Dozens of emergency service personnel were scrambled to Clydebank last night after the Council’s decision to mark Earth-hour by turning off lights caused mayhem on the Clyde and sparked a diplomatic incident between Britain and France.
The inclusion of the Titan Crane among public buildings ‘going dark’ for the global conservation event caught navigators by surprise and saw a French warship, visiting Scotstoun for repairs, ram the base of the Clydebank landmark. No-one was hurt in the incident but worried members of the public initially feared the crane would topple over.
Police officers, firefighters and paramedics rushed to the scene after a flood of 999 calls from residents of town centre flats, who reported hearing a loud crash followed by the creaking of metal. The incident happened around 9:20pm last night (Saturday, March 31); 50 minutes into West Dunbartonshire’s observance of the annual ‘Earth-hour’.
Although only minimal damage was caused to both the warship and the crane, the French government has reacted with fury – believing the decision to turn the Titan’s multi-coloured lighting system off compromised their national security.
The vessel involved – the Imbécilavril - is the only one in the French fleet equipped with brand new stealth materials that render the ship almost invisible to the naked eye. It had been part of a European Union task force observing traffic in the Arabian Gulf, as part of international efforts to prevent nuclear materials reaching Iran.
With news of its presence on the Clyde reaching Tehran there are concerns the regime could try to smuggle materials past the European fleet, confident France’s hard-to-spot warship is not nearby. A spokesman for the French defence ministry confirmed they have already demanded answers from their counterparts in London.
Commander Edward Teach, a former captain of the frigate Queen Anne’s Revenge, told Clydebank Live: “The crane is lucky to still be standing as the ship would usually be going much faster than it was. Obviously its officers had a feeling something wasn’t right and the captain has ordered his ship slow to a crawl.

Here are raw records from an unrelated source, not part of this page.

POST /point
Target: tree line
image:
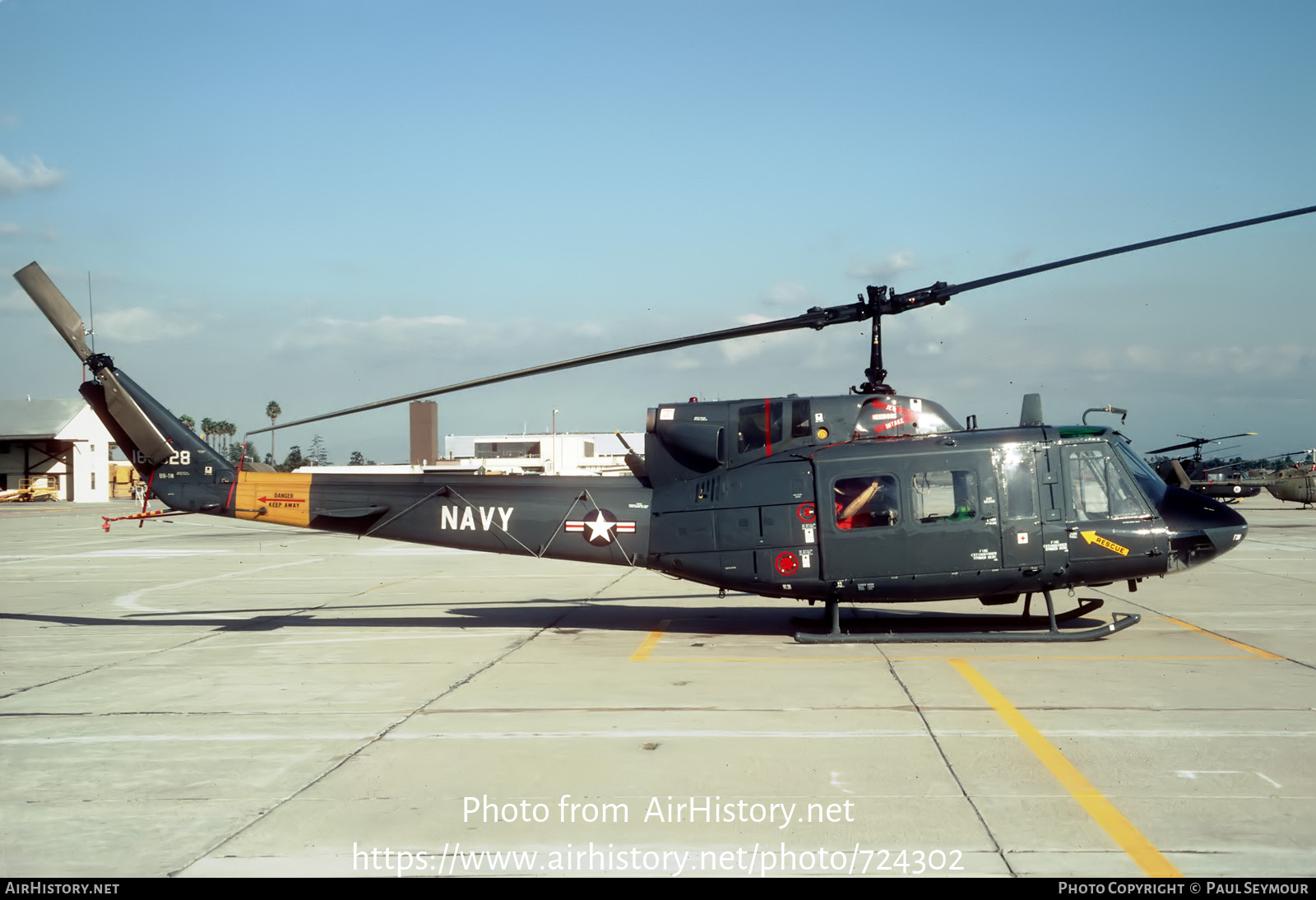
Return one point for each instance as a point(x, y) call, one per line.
point(220, 436)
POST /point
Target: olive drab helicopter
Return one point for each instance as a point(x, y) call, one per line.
point(872, 496)
point(1175, 471)
point(1296, 482)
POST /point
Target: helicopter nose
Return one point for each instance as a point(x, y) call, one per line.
point(1201, 529)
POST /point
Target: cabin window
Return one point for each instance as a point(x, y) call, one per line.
point(754, 432)
point(1099, 487)
point(945, 496)
point(869, 502)
point(1015, 463)
point(802, 419)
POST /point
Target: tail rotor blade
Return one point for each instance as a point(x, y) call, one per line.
point(56, 305)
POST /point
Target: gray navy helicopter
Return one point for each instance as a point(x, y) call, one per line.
point(872, 496)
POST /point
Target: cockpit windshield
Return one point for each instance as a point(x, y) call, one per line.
point(1152, 485)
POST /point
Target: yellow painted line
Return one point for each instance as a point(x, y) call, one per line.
point(1102, 811)
point(1258, 652)
point(820, 660)
point(651, 643)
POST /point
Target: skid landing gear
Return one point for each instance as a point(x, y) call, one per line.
point(866, 630)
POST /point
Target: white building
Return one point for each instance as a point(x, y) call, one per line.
point(54, 438)
point(546, 454)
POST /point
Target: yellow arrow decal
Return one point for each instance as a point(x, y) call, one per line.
point(1092, 537)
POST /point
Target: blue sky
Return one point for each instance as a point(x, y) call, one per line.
point(328, 203)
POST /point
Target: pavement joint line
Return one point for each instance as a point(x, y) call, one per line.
point(1102, 811)
point(951, 768)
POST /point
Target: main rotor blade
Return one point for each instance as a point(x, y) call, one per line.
point(815, 318)
point(56, 305)
point(940, 292)
point(1199, 443)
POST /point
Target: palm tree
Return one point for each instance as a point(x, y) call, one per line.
point(273, 411)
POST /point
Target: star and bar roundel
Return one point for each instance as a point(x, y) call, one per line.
point(599, 528)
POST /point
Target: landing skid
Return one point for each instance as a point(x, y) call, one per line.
point(835, 633)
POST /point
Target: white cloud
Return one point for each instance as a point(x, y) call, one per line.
point(33, 177)
point(901, 261)
point(392, 332)
point(137, 325)
point(13, 232)
point(786, 294)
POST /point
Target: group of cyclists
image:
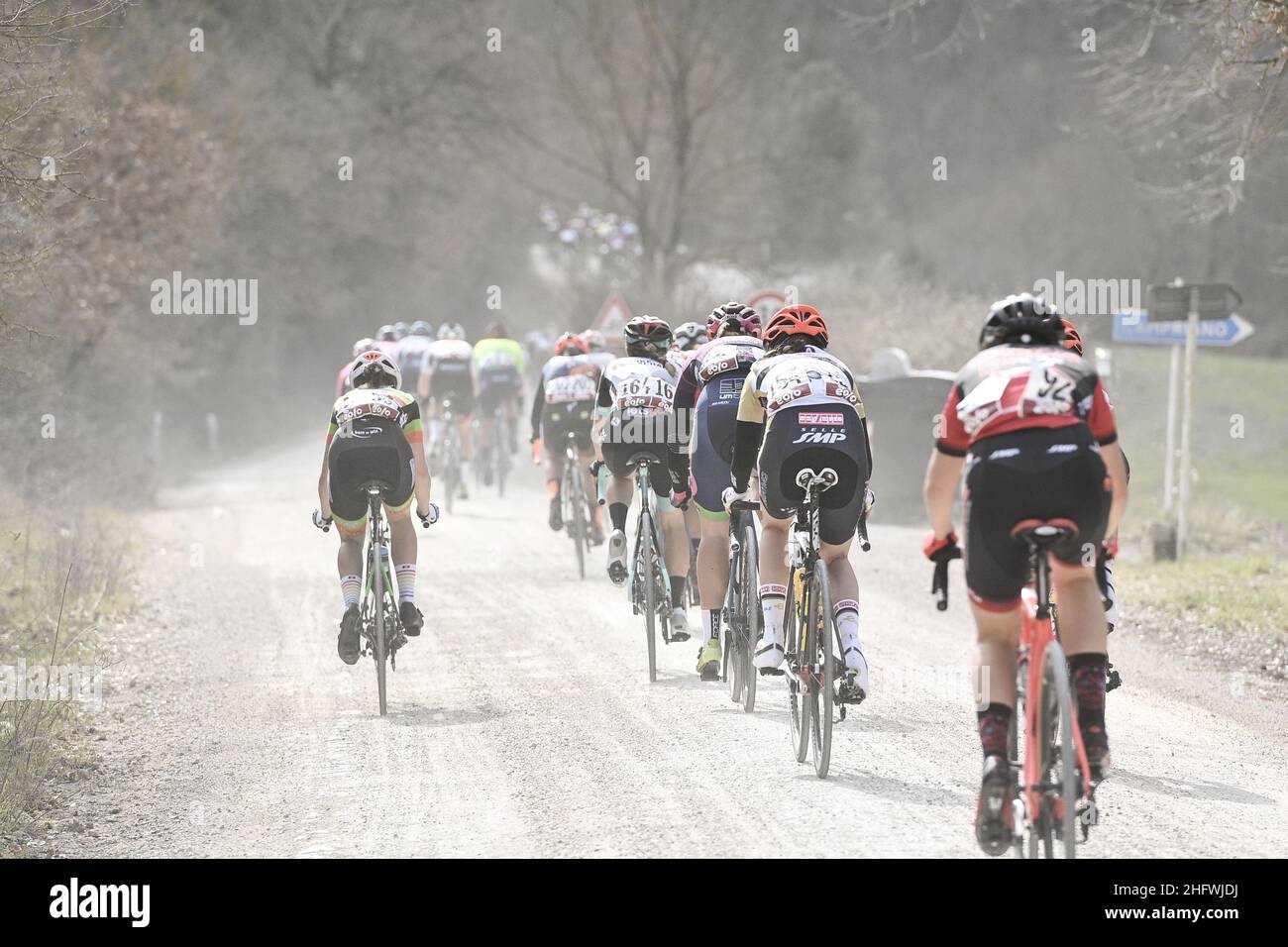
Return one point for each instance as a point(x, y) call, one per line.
point(734, 410)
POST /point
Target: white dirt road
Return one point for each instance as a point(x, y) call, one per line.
point(523, 723)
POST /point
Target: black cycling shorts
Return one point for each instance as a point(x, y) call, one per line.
point(816, 437)
point(382, 454)
point(571, 416)
point(627, 440)
point(1039, 474)
point(456, 388)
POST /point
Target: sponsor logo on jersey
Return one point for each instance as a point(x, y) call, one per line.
point(819, 437)
point(823, 419)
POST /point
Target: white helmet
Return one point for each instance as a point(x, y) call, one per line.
point(690, 335)
point(370, 367)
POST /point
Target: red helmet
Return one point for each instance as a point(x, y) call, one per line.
point(567, 342)
point(1072, 339)
point(797, 320)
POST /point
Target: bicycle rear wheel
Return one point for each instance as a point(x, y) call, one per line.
point(1057, 821)
point(822, 690)
point(378, 643)
point(648, 566)
point(798, 686)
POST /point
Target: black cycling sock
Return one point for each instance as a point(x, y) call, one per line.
point(1089, 684)
point(995, 724)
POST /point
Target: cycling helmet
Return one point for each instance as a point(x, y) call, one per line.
point(570, 344)
point(1024, 320)
point(1072, 338)
point(690, 335)
point(647, 337)
point(797, 322)
point(375, 369)
point(747, 318)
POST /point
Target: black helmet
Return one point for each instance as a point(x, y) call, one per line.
point(648, 337)
point(1024, 320)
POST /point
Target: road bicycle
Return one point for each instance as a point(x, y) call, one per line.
point(576, 513)
point(649, 585)
point(815, 678)
point(381, 630)
point(1054, 800)
point(742, 616)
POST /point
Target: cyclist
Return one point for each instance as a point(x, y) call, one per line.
point(632, 416)
point(375, 433)
point(411, 354)
point(706, 411)
point(445, 375)
point(387, 339)
point(802, 402)
point(565, 402)
point(342, 382)
point(498, 380)
point(1030, 421)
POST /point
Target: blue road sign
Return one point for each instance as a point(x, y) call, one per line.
point(1133, 326)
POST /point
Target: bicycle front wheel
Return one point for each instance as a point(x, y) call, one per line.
point(822, 690)
point(1057, 819)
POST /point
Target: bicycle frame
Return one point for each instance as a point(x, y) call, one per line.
point(1037, 633)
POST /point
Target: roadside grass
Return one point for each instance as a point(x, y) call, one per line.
point(1236, 592)
point(56, 581)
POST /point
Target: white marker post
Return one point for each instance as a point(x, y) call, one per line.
point(1184, 474)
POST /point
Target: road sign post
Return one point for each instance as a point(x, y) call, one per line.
point(1183, 316)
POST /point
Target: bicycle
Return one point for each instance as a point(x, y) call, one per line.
point(576, 514)
point(809, 629)
point(1055, 797)
point(742, 616)
point(381, 630)
point(649, 585)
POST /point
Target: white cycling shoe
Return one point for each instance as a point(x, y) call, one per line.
point(769, 652)
point(617, 557)
point(679, 625)
point(857, 663)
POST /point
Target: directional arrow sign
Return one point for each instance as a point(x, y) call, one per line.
point(1133, 326)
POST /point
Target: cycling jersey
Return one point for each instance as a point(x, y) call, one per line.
point(1012, 388)
point(706, 411)
point(636, 395)
point(370, 438)
point(410, 357)
point(563, 389)
point(447, 363)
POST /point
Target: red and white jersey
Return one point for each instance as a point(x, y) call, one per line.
point(1012, 388)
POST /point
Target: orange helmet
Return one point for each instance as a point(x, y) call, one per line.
point(797, 320)
point(1072, 339)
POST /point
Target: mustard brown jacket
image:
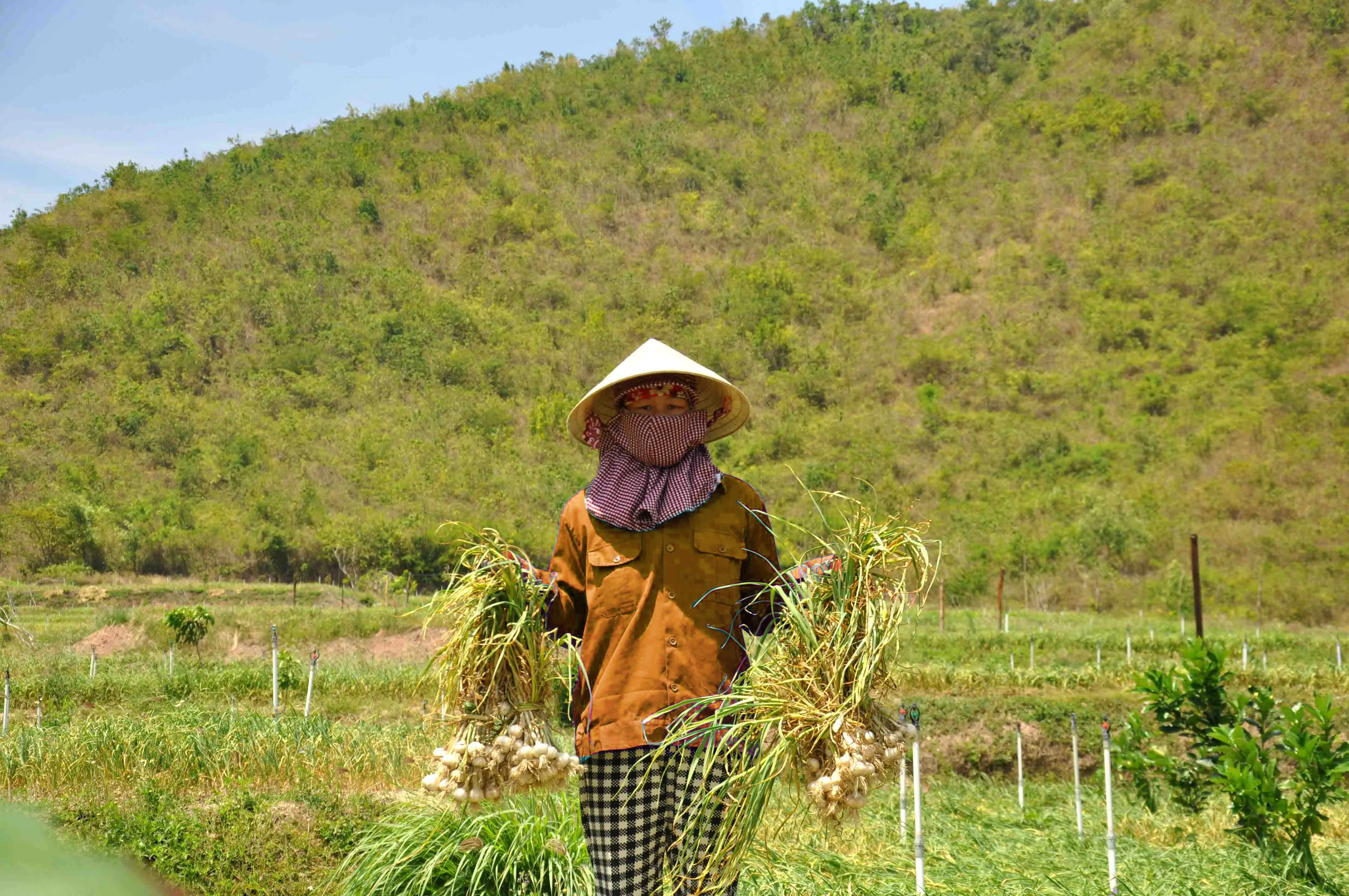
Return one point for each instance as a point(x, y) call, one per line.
point(662, 614)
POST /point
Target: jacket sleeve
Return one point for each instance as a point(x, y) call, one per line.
point(757, 605)
point(567, 602)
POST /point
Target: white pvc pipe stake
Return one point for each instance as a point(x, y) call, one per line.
point(276, 690)
point(1109, 806)
point(313, 664)
point(918, 809)
point(1077, 775)
point(904, 801)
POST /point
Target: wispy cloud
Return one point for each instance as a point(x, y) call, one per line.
point(214, 24)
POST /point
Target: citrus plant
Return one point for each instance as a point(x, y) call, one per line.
point(189, 625)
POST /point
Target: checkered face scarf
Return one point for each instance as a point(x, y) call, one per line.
point(651, 469)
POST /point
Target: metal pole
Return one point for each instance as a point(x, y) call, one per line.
point(1109, 805)
point(1198, 597)
point(1077, 775)
point(904, 799)
point(1001, 574)
point(1259, 601)
point(941, 606)
point(276, 690)
point(918, 806)
point(310, 694)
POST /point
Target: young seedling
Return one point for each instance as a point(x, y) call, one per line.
point(189, 625)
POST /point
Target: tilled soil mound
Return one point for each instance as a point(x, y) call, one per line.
point(111, 639)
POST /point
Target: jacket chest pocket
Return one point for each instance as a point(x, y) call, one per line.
point(616, 577)
point(721, 555)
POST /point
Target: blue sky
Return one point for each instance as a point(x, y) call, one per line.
point(87, 84)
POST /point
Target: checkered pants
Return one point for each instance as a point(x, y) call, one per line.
point(636, 811)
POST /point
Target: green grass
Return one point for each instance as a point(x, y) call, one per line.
point(978, 843)
point(1065, 277)
point(157, 771)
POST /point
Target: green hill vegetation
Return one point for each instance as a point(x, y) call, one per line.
point(1069, 278)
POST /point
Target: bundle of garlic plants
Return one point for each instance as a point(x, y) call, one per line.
point(500, 678)
point(819, 703)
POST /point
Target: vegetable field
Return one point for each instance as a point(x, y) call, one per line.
point(192, 775)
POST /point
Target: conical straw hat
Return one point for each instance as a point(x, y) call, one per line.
point(656, 357)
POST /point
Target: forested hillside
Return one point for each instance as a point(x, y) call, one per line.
point(1069, 278)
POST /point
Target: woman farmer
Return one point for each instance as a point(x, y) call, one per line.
point(660, 567)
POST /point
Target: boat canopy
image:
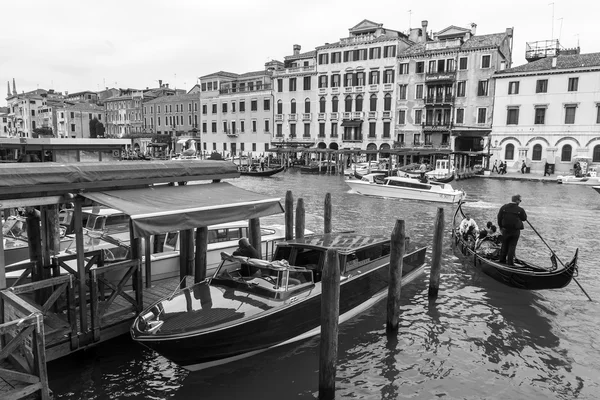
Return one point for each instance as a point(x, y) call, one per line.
point(161, 209)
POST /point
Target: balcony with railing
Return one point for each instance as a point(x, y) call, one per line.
point(446, 76)
point(437, 125)
point(439, 100)
point(295, 70)
point(352, 138)
point(245, 89)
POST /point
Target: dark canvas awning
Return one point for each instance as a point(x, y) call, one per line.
point(161, 209)
point(353, 123)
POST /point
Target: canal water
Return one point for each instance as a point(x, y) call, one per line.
point(478, 340)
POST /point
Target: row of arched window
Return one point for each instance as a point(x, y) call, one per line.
point(349, 102)
point(566, 152)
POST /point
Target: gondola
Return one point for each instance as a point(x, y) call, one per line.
point(523, 275)
point(258, 172)
point(446, 179)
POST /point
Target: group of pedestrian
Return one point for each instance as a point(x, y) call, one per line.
point(499, 168)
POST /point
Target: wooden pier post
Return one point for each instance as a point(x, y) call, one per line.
point(201, 249)
point(289, 215)
point(330, 309)
point(398, 244)
point(254, 232)
point(436, 258)
point(327, 214)
point(183, 256)
point(300, 219)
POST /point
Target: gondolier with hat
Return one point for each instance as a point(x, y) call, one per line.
point(510, 220)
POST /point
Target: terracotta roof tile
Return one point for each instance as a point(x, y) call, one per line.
point(562, 62)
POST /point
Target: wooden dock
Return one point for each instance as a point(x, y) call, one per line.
point(55, 335)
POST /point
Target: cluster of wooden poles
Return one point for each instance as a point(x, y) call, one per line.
point(330, 297)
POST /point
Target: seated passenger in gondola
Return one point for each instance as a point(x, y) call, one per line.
point(468, 227)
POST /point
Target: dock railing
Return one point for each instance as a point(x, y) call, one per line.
point(22, 349)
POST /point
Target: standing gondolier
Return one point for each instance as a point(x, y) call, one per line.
point(510, 221)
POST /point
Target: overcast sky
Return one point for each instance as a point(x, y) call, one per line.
point(75, 45)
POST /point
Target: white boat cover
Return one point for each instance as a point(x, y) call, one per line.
point(161, 209)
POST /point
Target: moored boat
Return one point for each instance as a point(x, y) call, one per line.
point(258, 172)
point(321, 167)
point(250, 305)
point(578, 180)
point(405, 188)
point(524, 274)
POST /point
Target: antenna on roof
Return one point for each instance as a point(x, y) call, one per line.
point(560, 30)
point(552, 4)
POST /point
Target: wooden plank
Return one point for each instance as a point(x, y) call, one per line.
point(21, 393)
point(18, 376)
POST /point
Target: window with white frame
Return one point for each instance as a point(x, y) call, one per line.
point(570, 110)
point(486, 61)
point(481, 115)
point(512, 115)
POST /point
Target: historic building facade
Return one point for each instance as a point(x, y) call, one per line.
point(341, 94)
point(445, 91)
point(548, 110)
point(177, 116)
point(237, 111)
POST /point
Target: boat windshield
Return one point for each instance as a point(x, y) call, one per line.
point(273, 276)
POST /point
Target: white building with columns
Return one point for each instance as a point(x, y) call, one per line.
point(548, 110)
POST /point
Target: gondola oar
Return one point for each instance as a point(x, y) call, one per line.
point(561, 263)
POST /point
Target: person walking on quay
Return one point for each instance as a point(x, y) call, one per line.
point(510, 221)
point(495, 167)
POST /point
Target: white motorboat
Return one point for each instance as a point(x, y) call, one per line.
point(578, 180)
point(405, 188)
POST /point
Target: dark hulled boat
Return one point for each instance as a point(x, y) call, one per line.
point(258, 172)
point(523, 275)
point(252, 305)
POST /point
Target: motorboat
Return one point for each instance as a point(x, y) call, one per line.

“People don’t realise the Titan Crane colour changes give mariners on the Clyde vital information. Red and green tell navigators about port and starboard, the purple and blue colours let them know about water levels and the speed of the current, and the crane itself swivels to tell them about the wind direction.
“Without seeing the Titan it’s very hard to move a big ship up the river and with this one being nearly see-through there wouldn’t be any way for the lighthouse keeper on the Titan to spot it coming and radio a warning.”
The Stratchlyde Police helicopter hovered over Clydebank for over an hour and police cars, fire engines and ambulances raced to the scene. More than 30 emergency service workers responded to the incident before river traffic control officers from Faslane Naval Base were able to tell police what happened and stand the crews down.
Although no-one has been willing to speak on the record a war of words has already erupted between the various authorities involved. French defence chiefs have indicated their belief that the decision to switch off the lights breached Britain’s obligation to provide ships with the means to navigate the river, while the UK Ministry of Defence has indicated West Dunbartonshire Council should have first cleared any change with it.
Sources say Council officers informed the Scottish Government of their plans to switch off the Titan lights, with no objection raised by the transport minister. It has also been suggested the Council was never told of the unique characteristics of the Imbécilavril and so had no way of knowing the lighthouse keeper could not see it with the naked eye or the Titan’s radar.